As a thoracic surgeon scientist, my laboratory is collecting tumor tissue specimens and developing xenograft mice and other models from lung cancer patients to study the progression of localized Non-Small Cell Lung Cancer (NSCLC) to metastatic disease. I aim to understand the molecular biology that drives metastatic evolution in early-stage, surgically treated patients. Because patients with metastatic NSCLC are considered incurable, studying the molecular biology of NSCLC progression to develop better treatment strategies could significantly impact cure rates for lung cancer, which remains the most common cause of cancer-related deaths in the US. My lab has developed experience with next generation RNA and DNA sequencing and bioinformatic analyses. Through my faculty appointment at the University of Missouri Institute for Data Science & Informatics (MUIDSI), I have also developed expertise in machine learning analyses in large multiomics cancer data sets. My efforts in translational cancer research have generated >140 peer-reviewed publications. I initiated investigator-initiated trials with >1,000 human biospecimens at the Truman VA (NCT03551951) and University of Missouri (NCT02838836).

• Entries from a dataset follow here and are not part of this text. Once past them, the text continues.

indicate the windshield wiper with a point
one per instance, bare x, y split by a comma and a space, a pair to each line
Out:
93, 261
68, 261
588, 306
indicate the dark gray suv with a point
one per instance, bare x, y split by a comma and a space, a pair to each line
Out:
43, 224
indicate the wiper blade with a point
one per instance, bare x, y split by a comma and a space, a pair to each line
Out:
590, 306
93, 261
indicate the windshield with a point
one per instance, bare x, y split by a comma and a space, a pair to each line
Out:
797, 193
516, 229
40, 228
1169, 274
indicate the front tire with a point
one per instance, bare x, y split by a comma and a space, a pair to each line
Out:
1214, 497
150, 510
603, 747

Jussuf Kaifia, Jonathan Mitchema, Amanda Millera, Yariswamy Manjunatha, Mouadh Barbiroua, Raju Murugesana, Yuanyuan Shena, Guangfu Lia, Diego Avellaa, Aadel Chaudhurib, Chi-Ren Shyua, Wesley Warrena, Peter Tonellatoa
aUniversity of MO, Columbia, MO, USA; bWashington University, St. Louis, MO, USA
Background: Non-small cell lung cancer (NSCLC) is the leading cause of cancer deaths. Patients from rural regions do worse than their urban counterparts, largely related to lack of access to cutting-edge care. Recent improvements in outcome have been demonstrated in NSCLC using targeted or immune-based therapies. In this study, we demonstrate the mutational characteristics and potential for targeted therapy in rural resectable NSCLC patients using whole exome sequencing (WES).
Materials and methods: WES was performed on tumor-adjacent normal pairs from patients undergoing resection for NSCLC in rural MO. Sequencing alignment, variant-calling, annotation, and tumor mutational burden (TMB) calculations were performed using standard methods. cBioportal and OncoKB were used for comparisons of mutational frequencies and actionable targets.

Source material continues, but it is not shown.